This is despite the fact that best practice suggests that brands need to post frequent updates in order to maintain engagement with their fans.
In recent months Facebook has released a host of features such as the Timeline view, Offers, post scheduling and targeting, a redesigned ad network and Facebook Exchange to make its pages more attractive to businesses.
But the study of 5.7m Facebook Pages suggests that most businesses are still struggling to drive any real consumer engagement through the social network.
Among the different categories on Facebook, community pages are most likely to be inactive (79.3%), followed by company pages (73.5%).
Furthermore, celebrity pages have seen an increase in the average number of fans from 9,144 in March up to 11,713 in October, but business pages have seen a steep fall from 6,407 to 3,233 fans in the same period.
As well as discovering that 85.3% of companies ignore conversations on their own pages, Recommend.ly found that engagement rates on brand pages has dropped by 8.5% since March.

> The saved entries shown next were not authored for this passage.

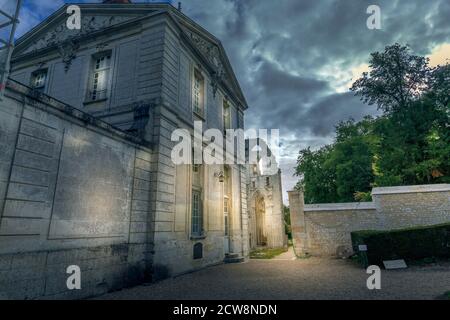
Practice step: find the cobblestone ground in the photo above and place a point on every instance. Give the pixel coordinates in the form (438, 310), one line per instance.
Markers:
(312, 278)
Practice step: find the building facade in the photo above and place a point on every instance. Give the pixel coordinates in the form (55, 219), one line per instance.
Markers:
(91, 173)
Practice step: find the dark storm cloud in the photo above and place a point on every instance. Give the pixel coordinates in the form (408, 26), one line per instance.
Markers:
(294, 57)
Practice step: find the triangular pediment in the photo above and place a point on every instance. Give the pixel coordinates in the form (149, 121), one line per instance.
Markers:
(213, 51)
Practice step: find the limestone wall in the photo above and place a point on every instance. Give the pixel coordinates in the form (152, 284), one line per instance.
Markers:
(324, 229)
(73, 191)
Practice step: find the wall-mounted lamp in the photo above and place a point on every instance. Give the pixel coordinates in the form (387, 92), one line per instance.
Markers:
(219, 175)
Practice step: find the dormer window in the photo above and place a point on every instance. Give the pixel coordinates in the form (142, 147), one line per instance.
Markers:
(100, 74)
(198, 99)
(39, 79)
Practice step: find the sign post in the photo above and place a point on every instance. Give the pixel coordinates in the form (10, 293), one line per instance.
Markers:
(9, 15)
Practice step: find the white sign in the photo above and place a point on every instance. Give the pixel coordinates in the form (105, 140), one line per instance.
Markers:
(362, 247)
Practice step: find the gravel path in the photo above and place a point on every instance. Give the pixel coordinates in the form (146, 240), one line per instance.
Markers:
(311, 278)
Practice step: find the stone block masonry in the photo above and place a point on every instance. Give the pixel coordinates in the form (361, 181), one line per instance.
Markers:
(73, 191)
(324, 229)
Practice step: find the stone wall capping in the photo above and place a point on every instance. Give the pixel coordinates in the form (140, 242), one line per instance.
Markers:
(340, 206)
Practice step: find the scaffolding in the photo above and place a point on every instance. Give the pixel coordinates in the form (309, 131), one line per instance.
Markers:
(9, 14)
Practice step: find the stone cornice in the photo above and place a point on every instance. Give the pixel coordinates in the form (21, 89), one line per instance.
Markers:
(58, 108)
(412, 189)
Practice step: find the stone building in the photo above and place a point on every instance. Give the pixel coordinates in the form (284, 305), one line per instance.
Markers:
(265, 203)
(86, 174)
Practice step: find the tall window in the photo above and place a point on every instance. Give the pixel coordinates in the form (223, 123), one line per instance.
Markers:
(100, 77)
(197, 216)
(39, 79)
(226, 115)
(198, 94)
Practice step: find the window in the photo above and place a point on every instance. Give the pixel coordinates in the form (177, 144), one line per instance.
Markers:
(197, 216)
(198, 94)
(226, 115)
(225, 214)
(100, 77)
(39, 79)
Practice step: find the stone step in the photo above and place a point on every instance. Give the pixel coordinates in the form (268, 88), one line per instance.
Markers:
(233, 258)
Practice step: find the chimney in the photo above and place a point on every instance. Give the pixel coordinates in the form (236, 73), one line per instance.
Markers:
(117, 1)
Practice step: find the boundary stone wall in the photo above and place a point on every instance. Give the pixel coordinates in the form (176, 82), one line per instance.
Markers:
(73, 191)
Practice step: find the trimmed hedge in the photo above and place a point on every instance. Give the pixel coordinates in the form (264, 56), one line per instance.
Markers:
(408, 244)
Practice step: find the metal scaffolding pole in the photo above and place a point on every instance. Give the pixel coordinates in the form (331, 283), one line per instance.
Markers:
(8, 25)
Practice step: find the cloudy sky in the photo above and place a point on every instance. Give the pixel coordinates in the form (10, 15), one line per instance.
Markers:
(296, 59)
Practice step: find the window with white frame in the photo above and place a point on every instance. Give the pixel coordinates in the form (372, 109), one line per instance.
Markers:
(198, 99)
(226, 115)
(100, 75)
(39, 79)
(197, 215)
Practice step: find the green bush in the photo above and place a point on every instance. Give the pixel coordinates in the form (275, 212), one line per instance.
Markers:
(408, 244)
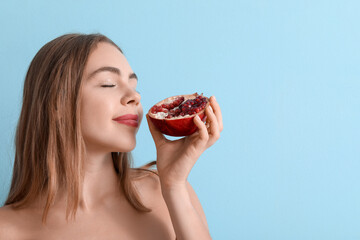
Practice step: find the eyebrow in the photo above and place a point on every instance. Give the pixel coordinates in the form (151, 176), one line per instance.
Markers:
(111, 69)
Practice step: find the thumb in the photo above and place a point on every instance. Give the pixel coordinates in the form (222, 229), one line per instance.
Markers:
(158, 137)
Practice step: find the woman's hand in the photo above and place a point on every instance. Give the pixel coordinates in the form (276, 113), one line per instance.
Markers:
(175, 159)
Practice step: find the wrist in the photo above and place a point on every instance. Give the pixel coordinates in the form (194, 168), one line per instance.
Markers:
(173, 188)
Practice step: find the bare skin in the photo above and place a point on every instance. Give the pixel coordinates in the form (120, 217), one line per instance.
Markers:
(104, 213)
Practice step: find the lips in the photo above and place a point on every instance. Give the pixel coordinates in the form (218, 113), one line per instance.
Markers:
(128, 119)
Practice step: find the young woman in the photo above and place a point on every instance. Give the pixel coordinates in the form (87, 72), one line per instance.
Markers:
(72, 175)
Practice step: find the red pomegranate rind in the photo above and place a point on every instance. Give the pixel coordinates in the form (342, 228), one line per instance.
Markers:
(179, 121)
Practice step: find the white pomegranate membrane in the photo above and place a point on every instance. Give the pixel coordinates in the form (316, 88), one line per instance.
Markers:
(179, 107)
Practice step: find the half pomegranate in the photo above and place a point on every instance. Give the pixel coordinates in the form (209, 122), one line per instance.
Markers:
(174, 116)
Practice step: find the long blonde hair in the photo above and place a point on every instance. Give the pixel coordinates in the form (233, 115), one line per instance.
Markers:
(49, 147)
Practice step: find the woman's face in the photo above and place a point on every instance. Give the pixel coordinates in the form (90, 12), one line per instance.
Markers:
(110, 106)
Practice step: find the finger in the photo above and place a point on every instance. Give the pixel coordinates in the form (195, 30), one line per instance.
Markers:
(203, 133)
(158, 137)
(214, 126)
(216, 108)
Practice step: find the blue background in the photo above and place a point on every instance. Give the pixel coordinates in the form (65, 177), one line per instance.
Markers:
(286, 74)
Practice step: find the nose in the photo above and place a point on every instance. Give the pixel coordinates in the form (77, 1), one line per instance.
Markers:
(131, 97)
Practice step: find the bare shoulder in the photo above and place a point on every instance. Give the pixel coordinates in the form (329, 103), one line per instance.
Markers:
(9, 227)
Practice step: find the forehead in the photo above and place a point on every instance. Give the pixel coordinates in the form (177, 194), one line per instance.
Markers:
(106, 55)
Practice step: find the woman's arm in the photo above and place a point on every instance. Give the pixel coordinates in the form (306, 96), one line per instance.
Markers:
(186, 213)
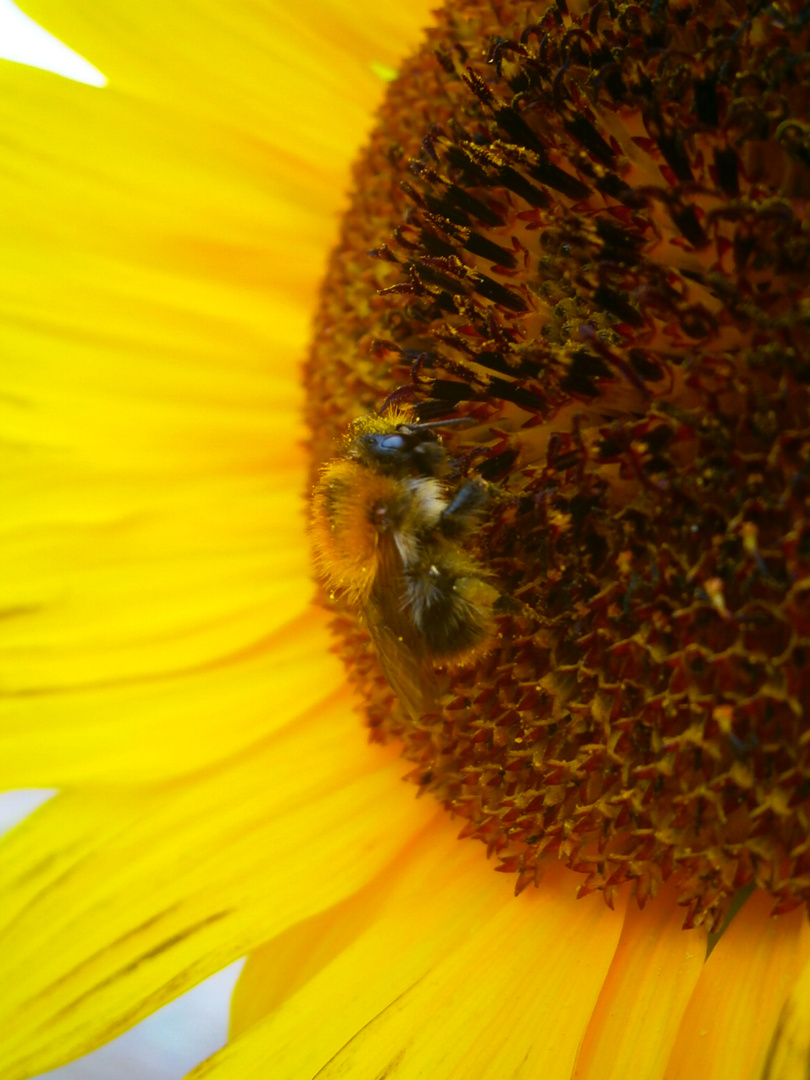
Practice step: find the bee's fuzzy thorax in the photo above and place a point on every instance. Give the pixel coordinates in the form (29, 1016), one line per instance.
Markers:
(592, 240)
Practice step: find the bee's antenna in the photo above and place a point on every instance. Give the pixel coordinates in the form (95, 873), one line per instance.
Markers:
(423, 424)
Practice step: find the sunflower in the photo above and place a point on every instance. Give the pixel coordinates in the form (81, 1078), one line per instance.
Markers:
(164, 665)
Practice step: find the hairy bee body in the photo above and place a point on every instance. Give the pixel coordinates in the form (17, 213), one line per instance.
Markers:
(389, 532)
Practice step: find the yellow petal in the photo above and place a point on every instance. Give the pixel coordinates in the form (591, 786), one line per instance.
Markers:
(440, 973)
(649, 984)
(163, 241)
(115, 903)
(788, 1052)
(739, 1000)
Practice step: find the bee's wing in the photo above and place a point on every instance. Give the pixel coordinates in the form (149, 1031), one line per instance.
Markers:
(399, 644)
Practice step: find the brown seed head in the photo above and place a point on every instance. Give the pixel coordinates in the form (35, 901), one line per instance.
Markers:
(589, 232)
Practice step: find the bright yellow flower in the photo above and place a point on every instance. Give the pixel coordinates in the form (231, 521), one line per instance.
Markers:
(163, 664)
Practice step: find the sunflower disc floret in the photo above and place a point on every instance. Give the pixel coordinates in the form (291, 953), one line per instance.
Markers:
(589, 233)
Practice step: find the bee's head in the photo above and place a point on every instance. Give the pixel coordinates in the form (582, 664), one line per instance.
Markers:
(407, 450)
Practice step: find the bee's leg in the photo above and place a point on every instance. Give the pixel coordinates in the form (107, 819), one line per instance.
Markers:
(460, 514)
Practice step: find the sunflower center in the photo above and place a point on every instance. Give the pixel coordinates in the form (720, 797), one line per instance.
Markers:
(588, 233)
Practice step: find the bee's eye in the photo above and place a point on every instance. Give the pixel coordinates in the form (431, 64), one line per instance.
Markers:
(391, 443)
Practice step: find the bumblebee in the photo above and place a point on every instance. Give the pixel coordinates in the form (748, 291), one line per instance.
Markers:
(390, 534)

It defines engagement as feedback given by fans on page posts in the form of comments, likes and shares.
On company pages, fan engagement on posts has dropped from 0.74% to 0.38%.
Looking at the type of content that is most appealing to fans, photos seem to get much higher engagement than other types.
Overall, visual content (photos and videos) generated 65% to 350% higher engagement than non-visual content across the different categories.